Como instrumento de Comunicação Social os cães mostraram-se primordiais. Durante as apresentações nas escolas e praças dos complexos de favelas da Penha e do Alemão observou-se a grande quantidade de moradores assistentes, particularmente crianças, o que se apresentou como uma oportunidade ímpar para propaganda de nossas ações, sendo peça importante na campanha psicológica.
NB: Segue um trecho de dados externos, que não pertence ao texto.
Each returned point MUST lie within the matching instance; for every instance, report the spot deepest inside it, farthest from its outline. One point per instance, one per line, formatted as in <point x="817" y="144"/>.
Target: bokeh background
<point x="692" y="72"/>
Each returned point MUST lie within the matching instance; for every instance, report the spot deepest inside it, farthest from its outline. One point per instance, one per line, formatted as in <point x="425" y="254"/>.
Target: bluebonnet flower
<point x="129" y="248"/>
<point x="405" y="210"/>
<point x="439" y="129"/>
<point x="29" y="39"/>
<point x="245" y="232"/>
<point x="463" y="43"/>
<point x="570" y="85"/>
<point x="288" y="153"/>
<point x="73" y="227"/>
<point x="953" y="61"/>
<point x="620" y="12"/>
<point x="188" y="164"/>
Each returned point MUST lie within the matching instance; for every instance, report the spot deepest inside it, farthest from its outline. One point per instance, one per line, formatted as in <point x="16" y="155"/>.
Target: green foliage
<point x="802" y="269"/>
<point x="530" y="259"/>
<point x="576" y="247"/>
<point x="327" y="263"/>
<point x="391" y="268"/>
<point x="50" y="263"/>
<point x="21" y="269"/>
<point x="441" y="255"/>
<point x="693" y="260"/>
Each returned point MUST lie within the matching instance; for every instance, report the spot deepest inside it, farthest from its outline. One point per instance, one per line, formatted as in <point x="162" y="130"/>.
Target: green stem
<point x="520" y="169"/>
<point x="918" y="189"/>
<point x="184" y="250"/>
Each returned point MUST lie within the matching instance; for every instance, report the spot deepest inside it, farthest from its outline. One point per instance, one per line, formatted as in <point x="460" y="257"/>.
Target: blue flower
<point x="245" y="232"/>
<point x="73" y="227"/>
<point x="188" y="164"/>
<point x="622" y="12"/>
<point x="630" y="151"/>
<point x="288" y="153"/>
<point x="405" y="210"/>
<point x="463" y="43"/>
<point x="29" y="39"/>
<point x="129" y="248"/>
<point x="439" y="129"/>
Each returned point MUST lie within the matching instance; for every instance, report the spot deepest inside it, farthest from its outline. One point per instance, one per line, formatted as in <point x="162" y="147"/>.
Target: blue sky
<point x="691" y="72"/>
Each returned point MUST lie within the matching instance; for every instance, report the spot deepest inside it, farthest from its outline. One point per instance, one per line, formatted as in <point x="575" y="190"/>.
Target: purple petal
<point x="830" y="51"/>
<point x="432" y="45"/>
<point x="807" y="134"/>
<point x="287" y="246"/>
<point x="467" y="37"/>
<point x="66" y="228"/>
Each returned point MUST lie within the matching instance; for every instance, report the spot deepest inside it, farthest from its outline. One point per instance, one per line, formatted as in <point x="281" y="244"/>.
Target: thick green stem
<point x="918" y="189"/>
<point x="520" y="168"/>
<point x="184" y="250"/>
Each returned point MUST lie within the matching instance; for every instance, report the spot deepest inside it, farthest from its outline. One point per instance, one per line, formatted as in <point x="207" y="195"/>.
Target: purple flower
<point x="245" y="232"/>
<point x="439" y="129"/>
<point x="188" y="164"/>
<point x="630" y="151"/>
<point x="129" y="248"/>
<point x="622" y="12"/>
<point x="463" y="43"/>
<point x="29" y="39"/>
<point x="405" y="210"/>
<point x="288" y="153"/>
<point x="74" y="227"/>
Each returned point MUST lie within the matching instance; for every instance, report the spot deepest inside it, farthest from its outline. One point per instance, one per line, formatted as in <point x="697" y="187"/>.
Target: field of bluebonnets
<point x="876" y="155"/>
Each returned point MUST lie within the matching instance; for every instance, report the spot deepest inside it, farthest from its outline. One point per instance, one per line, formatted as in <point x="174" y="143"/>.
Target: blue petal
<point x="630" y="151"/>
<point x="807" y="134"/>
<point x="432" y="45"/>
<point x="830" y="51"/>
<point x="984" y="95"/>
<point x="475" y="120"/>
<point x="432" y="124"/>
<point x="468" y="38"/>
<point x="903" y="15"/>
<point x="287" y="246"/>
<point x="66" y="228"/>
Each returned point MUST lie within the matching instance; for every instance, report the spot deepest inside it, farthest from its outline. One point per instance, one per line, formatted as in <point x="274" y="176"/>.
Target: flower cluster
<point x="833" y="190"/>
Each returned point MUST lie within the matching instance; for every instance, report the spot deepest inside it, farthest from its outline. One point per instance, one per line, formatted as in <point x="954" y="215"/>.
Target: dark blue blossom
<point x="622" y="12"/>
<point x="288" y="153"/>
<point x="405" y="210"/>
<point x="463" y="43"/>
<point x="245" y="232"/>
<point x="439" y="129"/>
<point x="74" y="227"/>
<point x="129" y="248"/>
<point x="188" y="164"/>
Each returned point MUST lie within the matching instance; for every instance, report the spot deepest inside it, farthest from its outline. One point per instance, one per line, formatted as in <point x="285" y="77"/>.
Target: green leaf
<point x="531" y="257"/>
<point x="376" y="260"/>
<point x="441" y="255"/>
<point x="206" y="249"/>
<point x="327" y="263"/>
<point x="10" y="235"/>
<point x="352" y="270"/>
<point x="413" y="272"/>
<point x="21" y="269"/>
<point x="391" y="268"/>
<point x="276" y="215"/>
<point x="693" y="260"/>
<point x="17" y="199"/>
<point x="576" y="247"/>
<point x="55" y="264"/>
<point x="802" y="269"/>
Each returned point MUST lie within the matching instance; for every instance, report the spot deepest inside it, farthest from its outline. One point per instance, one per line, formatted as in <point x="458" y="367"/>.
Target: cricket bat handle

Nas ações de inteligência os cães atuaram na busca de armamentos, munições e drogas, atuando nas Operações de Busca e Apreensão (OBA).
Sendo assim, pode-se concluir que a utilização dos Cães de Guerra do 1º BG contribuíram para o sucesso da Operação Arcanjo, e para a consolidação da imagem da Instituição.
Referências:
– Exército Brasileiro .Comando de Operações Terrestres. Emprego do Cão de Guerra. Caderno de Instrução 42-30/I – 1ª edição 2010
– Normas para o Controle de Caninos no Exército Brasileiro. Exército Brasileiro. Comando Logístico. Portaria Nº 018 – COLog, de 14 de dezembro de 2010.
– Valle, Victor Batista do. O Uso de Cães como Ferramenta da Resolução de Ocorrências. Série Práticas e Saberes Policiais Nº 1, ano 1, abril de 2009.
– Bryson, Sandy. Police Dog Tactics. 2º Edição. EUA. Bookmart Press. 1996.
– Universidade Federal do Rio de Janeiro – UFRJ, Curso de gestão Estratégica Internacional. Guerra de 4ª Geração e Narcoterrorismo no Brasil. Vympel 1274. 2011.